Portland's prosecutor announced a new policy during the George Floyd protests where it will presumptively be skeptical of prosecuting accusations of assault on law enforcement officers ("[charges] must be subjected to the highest level of scrutiny by the deputy district attorney reviewing the arrest"). Ngo argues this policy change is "a softer way of saying assault on police is conditionally allowed." (Pg 72). But regardless of your position on this policy change, it's very helpful context to at least try and acknowledge the history of how charges of "assault on a peace officer" and "resisting arrest" are arguably abused by law enforcement (watch this video of a man in a wheelchair getting arrested and see if you can identify the 'assault' claimed by police). Without knowing that, you're left with the misleading impression that a prosecution just randomly and for no reason decided to give carte blanche to punching cops. You won't get that context reading Ngo's book.

Ngo appears perplexed that anyone would choose to protest after what happened in Ferguson MO. Ngo argues that Darren Wilson was justified and committed no misconduct, and he does this by citing the fact that a grand jury declined to bring criminal charges against him (Pg 130). But the grand jury proceedings in the Wilson case were very unusual, and multiple commentators pointed out that the prosecutor basically acted as Wilson's defense attorney, and seemed to go out of his way to ensure the grand jury would choose not to indict. Famously, grand juries are known to indict a ham sandwich if needed.

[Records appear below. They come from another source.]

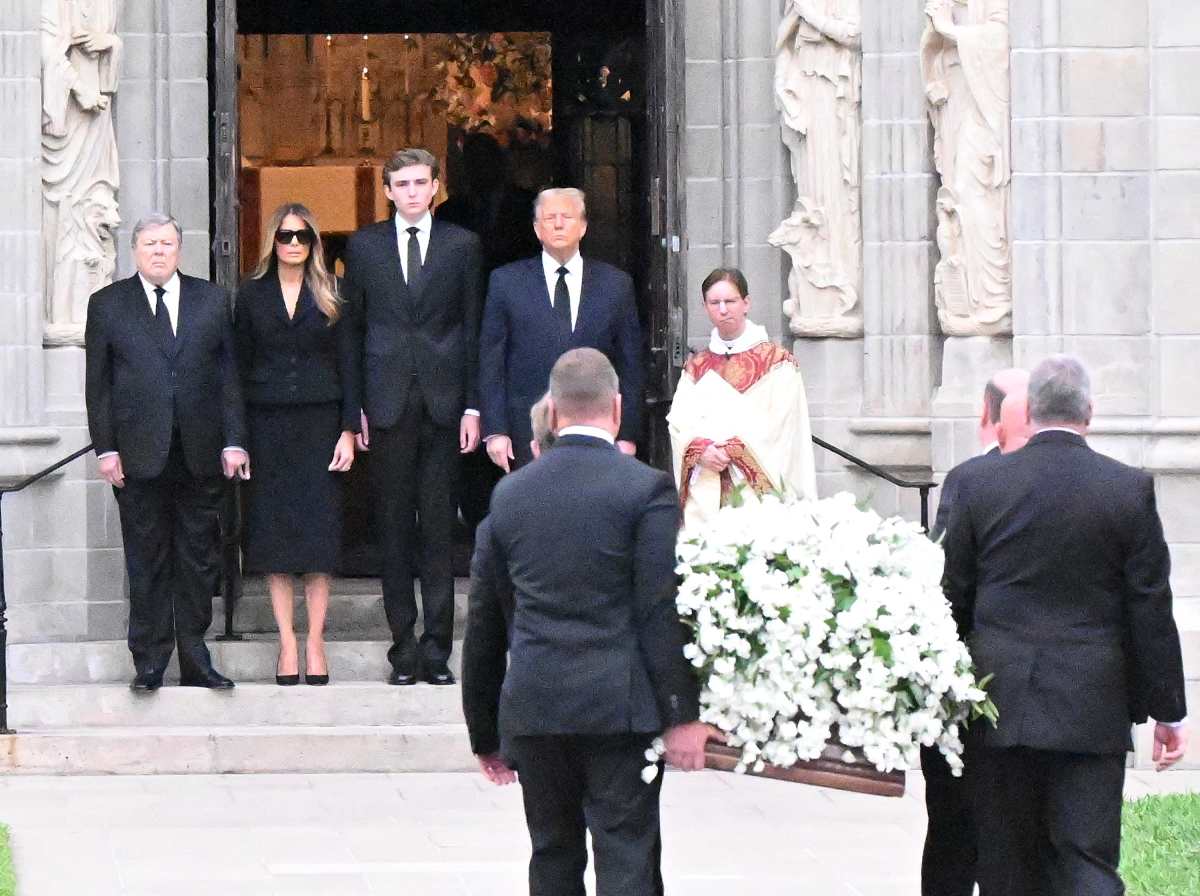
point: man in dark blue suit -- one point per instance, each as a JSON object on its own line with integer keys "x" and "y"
{"x": 540, "y": 307}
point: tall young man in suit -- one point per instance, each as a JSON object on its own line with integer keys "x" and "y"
{"x": 540, "y": 307}
{"x": 415, "y": 289}
{"x": 166, "y": 416}
{"x": 1057, "y": 570}
{"x": 948, "y": 863}
{"x": 580, "y": 567}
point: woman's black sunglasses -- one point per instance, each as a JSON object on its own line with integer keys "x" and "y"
{"x": 285, "y": 236}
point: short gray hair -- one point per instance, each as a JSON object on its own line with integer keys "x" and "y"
{"x": 1060, "y": 391}
{"x": 155, "y": 218}
{"x": 582, "y": 384}
{"x": 539, "y": 422}
{"x": 579, "y": 196}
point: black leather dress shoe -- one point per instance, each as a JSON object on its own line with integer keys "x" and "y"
{"x": 211, "y": 679}
{"x": 402, "y": 677}
{"x": 439, "y": 675}
{"x": 147, "y": 681}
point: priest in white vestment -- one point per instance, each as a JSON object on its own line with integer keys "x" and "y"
{"x": 739, "y": 419}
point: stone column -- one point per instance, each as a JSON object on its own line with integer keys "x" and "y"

To be clear, it may be true that Wilson deserved to not be charged with a crime for his interaction with Michael Brown, but you can't arrive at that conclusion based solely on how the grand jury proceedings transpired. Without a contextual understanding of how the prosecutor's actions compared to a typical grand jury proceeding, you're missing a very crucial piece of information.

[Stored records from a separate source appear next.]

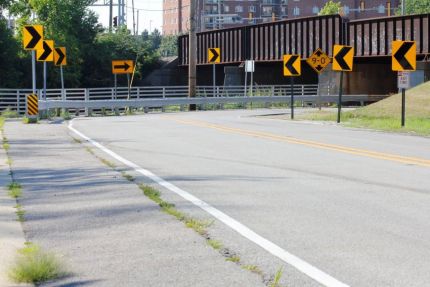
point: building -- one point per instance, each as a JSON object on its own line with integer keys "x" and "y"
{"x": 217, "y": 14}
{"x": 351, "y": 9}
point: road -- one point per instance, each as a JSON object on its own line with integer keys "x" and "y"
{"x": 352, "y": 204}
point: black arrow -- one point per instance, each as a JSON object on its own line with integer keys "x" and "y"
{"x": 340, "y": 58}
{"x": 400, "y": 55}
{"x": 289, "y": 65}
{"x": 125, "y": 67}
{"x": 61, "y": 56}
{"x": 36, "y": 37}
{"x": 215, "y": 55}
{"x": 46, "y": 52}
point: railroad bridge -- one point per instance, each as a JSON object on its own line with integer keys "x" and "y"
{"x": 267, "y": 43}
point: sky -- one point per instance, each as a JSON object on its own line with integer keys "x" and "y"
{"x": 150, "y": 14}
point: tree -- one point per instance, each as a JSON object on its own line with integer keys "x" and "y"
{"x": 168, "y": 46}
{"x": 415, "y": 7}
{"x": 330, "y": 8}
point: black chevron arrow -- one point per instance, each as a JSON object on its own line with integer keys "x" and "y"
{"x": 61, "y": 56}
{"x": 215, "y": 55}
{"x": 125, "y": 66}
{"x": 46, "y": 52}
{"x": 340, "y": 58}
{"x": 36, "y": 37}
{"x": 289, "y": 65}
{"x": 400, "y": 55}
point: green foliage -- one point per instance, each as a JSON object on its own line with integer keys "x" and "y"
{"x": 330, "y": 8}
{"x": 415, "y": 7}
{"x": 168, "y": 46}
{"x": 90, "y": 49}
{"x": 34, "y": 265}
{"x": 9, "y": 60}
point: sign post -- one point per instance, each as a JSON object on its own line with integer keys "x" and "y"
{"x": 343, "y": 57}
{"x": 32, "y": 40}
{"x": 318, "y": 61}
{"x": 249, "y": 68}
{"x": 214, "y": 56}
{"x": 292, "y": 68}
{"x": 122, "y": 67}
{"x": 404, "y": 59}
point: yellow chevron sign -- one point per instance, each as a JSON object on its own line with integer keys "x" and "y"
{"x": 32, "y": 105}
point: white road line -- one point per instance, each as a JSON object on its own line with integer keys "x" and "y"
{"x": 311, "y": 271}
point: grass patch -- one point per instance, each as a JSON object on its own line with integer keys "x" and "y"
{"x": 15, "y": 190}
{"x": 215, "y": 244}
{"x": 386, "y": 114}
{"x": 20, "y": 212}
{"x": 8, "y": 113}
{"x": 33, "y": 265}
{"x": 235, "y": 259}
{"x": 127, "y": 176}
{"x": 108, "y": 163}
{"x": 277, "y": 278}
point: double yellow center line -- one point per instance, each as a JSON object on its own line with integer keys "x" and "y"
{"x": 314, "y": 144}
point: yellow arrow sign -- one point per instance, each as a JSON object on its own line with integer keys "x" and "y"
{"x": 292, "y": 65}
{"x": 60, "y": 57}
{"x": 214, "y": 55}
{"x": 318, "y": 60}
{"x": 46, "y": 54}
{"x": 404, "y": 56}
{"x": 122, "y": 67}
{"x": 32, "y": 37}
{"x": 343, "y": 57}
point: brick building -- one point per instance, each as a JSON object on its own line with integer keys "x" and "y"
{"x": 352, "y": 9}
{"x": 215, "y": 14}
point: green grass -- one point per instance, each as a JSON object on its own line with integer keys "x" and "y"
{"x": 8, "y": 113}
{"x": 15, "y": 190}
{"x": 277, "y": 278}
{"x": 20, "y": 212}
{"x": 33, "y": 265}
{"x": 215, "y": 244}
{"x": 386, "y": 114}
{"x": 127, "y": 176}
{"x": 253, "y": 268}
{"x": 235, "y": 259}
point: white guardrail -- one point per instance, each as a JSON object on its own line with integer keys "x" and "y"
{"x": 94, "y": 98}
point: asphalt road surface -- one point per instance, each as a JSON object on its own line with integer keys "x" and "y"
{"x": 352, "y": 205}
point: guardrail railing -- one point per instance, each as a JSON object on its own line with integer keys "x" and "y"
{"x": 121, "y": 97}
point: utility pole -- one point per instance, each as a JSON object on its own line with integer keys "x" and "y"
{"x": 192, "y": 54}
{"x": 134, "y": 22}
{"x": 110, "y": 15}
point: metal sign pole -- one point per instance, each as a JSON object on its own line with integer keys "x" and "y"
{"x": 339, "y": 103}
{"x": 33, "y": 65}
{"x": 403, "y": 106}
{"x": 116, "y": 92}
{"x": 246, "y": 80}
{"x": 252, "y": 83}
{"x": 292, "y": 97}
{"x": 44, "y": 81}
{"x": 214, "y": 80}
{"x": 63, "y": 95}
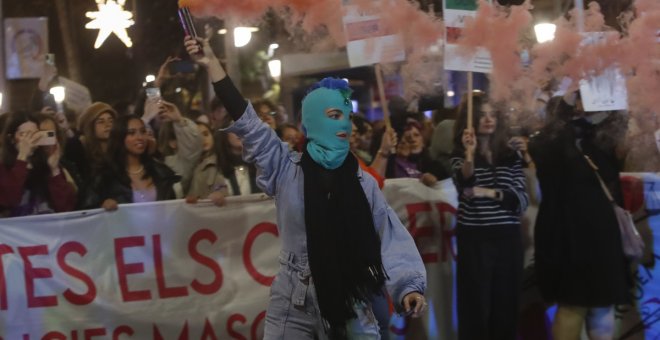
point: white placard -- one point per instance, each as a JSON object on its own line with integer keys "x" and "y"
{"x": 368, "y": 41}
{"x": 77, "y": 97}
{"x": 606, "y": 91}
{"x": 455, "y": 12}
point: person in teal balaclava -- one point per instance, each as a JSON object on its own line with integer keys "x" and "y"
{"x": 326, "y": 120}
{"x": 341, "y": 242}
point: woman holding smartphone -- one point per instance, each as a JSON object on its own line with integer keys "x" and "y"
{"x": 31, "y": 179}
{"x": 131, "y": 174}
{"x": 488, "y": 173}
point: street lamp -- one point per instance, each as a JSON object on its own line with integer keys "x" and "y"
{"x": 275, "y": 68}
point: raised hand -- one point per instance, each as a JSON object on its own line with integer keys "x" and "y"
{"x": 169, "y": 111}
{"x": 26, "y": 145}
{"x": 201, "y": 52}
{"x": 414, "y": 304}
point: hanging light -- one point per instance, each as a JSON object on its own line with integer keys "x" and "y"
{"x": 111, "y": 18}
{"x": 545, "y": 32}
{"x": 271, "y": 49}
{"x": 275, "y": 68}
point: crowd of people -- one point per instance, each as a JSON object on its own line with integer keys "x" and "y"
{"x": 105, "y": 157}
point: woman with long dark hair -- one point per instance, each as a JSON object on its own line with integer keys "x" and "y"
{"x": 488, "y": 173}
{"x": 32, "y": 181}
{"x": 240, "y": 175}
{"x": 579, "y": 260}
{"x": 131, "y": 174}
{"x": 208, "y": 181}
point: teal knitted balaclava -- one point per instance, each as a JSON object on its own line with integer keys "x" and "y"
{"x": 324, "y": 146}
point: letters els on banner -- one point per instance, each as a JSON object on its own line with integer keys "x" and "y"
{"x": 171, "y": 270}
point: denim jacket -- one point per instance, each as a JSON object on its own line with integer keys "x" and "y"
{"x": 280, "y": 176}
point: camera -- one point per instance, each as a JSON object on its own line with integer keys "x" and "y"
{"x": 47, "y": 138}
{"x": 152, "y": 92}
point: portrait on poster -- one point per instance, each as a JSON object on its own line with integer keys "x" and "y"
{"x": 26, "y": 43}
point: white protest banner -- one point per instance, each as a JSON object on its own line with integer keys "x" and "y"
{"x": 455, "y": 12}
{"x": 26, "y": 43}
{"x": 148, "y": 271}
{"x": 606, "y": 91}
{"x": 368, "y": 41}
{"x": 170, "y": 270}
{"x": 78, "y": 97}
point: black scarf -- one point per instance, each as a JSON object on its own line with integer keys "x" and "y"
{"x": 342, "y": 244}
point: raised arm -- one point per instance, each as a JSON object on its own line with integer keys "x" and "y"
{"x": 200, "y": 51}
{"x": 261, "y": 145}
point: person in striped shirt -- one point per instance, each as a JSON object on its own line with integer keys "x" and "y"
{"x": 488, "y": 173}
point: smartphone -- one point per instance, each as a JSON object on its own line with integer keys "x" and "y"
{"x": 182, "y": 66}
{"x": 153, "y": 92}
{"x": 48, "y": 138}
{"x": 50, "y": 59}
{"x": 515, "y": 131}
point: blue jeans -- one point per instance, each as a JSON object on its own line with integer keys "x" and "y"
{"x": 293, "y": 311}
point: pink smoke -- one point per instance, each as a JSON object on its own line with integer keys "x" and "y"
{"x": 499, "y": 29}
{"x": 641, "y": 59}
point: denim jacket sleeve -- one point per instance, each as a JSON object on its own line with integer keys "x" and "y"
{"x": 401, "y": 258}
{"x": 262, "y": 147}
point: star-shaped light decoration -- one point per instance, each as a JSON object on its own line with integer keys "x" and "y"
{"x": 111, "y": 18}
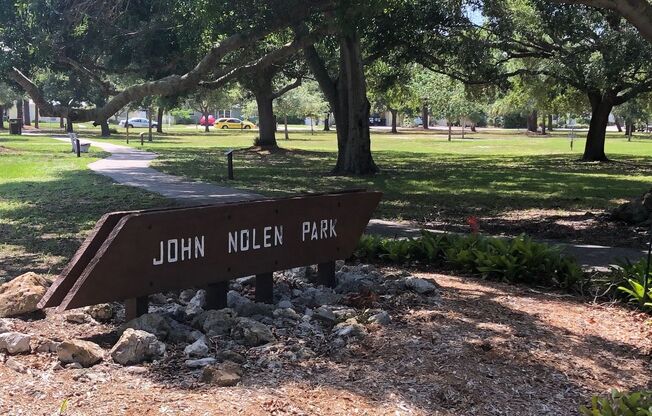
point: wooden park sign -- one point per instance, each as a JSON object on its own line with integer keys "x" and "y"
{"x": 132, "y": 254}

Ngo isn't necessarily obligated to go out of his way to steelman his opposing view. He clearly has a preferred narrative and it's his fucking book and he can do whatever he wants. But my point here is someone who is so transparently and unquestioningly devoted to authority's inherent moral value is not going to be a good source to properly understand a protest's motivation. You're apt to walk away very confused if Ngo was your only window into this worldview.


Ultimately, you'd be starved to find much insight in this book. Instead, you face a significant risk of walking away with serious misinformation. There is also a completely unbridged gap between the reality and how Ngo tries to herald Antifa as this existential threat to Western Civilization. It's hard to take his claims seriously given how overactive his dog whistle radar is.

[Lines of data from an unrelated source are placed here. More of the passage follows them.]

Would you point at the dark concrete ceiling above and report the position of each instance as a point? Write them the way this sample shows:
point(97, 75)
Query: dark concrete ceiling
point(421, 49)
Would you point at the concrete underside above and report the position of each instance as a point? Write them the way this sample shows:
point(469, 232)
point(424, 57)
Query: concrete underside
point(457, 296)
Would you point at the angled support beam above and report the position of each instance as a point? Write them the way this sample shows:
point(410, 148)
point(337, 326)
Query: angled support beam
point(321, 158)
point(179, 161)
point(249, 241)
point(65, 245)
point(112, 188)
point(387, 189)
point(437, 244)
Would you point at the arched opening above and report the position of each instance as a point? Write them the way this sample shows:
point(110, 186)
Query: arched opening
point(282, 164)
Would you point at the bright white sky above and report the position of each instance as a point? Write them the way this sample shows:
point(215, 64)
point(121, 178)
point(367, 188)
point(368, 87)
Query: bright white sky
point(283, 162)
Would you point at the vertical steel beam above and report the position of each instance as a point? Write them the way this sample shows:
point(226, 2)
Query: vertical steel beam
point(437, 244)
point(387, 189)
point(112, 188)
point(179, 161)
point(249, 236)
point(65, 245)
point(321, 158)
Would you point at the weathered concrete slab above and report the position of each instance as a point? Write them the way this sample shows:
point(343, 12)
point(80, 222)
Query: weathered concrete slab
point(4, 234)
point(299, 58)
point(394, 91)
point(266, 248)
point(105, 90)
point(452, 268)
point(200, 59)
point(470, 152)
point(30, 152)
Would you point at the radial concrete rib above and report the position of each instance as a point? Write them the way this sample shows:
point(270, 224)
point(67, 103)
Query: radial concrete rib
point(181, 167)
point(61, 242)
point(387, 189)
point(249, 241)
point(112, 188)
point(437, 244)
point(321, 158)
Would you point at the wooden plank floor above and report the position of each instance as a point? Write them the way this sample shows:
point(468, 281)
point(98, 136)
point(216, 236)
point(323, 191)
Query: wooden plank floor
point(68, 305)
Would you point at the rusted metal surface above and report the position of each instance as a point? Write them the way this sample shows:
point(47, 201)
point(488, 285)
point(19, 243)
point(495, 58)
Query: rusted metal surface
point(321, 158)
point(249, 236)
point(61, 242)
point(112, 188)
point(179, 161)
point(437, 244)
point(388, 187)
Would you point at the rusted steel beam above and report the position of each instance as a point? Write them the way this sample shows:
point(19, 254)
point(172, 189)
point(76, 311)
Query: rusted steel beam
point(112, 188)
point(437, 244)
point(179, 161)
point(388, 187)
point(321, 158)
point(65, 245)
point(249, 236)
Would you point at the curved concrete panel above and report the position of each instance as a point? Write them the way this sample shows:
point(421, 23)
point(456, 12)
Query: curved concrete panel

Despite the serious issues I have with his work, it's still probably a net good. No one else really covers this beat with a critical eye, and most of it tends to be just swept under the rug as a triviality or preemptively and reflexively defended as righteous by most journalists. Regarding Ngo's work, I think my favorite project of his was his exposure of various hate crime hoaxes. That was invaluable work and almost nobody wanted to tackle. And I wish I didn't have to say this, but for all the criticism I have levied, there is absolutely no justification for the violent assaults he had to endure. The people who attacked him are the worst forms of cowards, circling like vultures against someone by definition who could not defend himself. Antifa activists hilarious try to rehabilitate the horrendous optics of his assault by retroactively justifying with histrionic claims like "Andy Ngo is a threat to our communities and provides kill lists to Atomwaffen", claims which are just so blatantly ludicrous I have no idea if anyone expects it to be convincing to anyone.

Andy Ngo is blessed to have such a prominent national platform. He's positioned so and has the capacity to do really good work if he wanted to. I wish he did.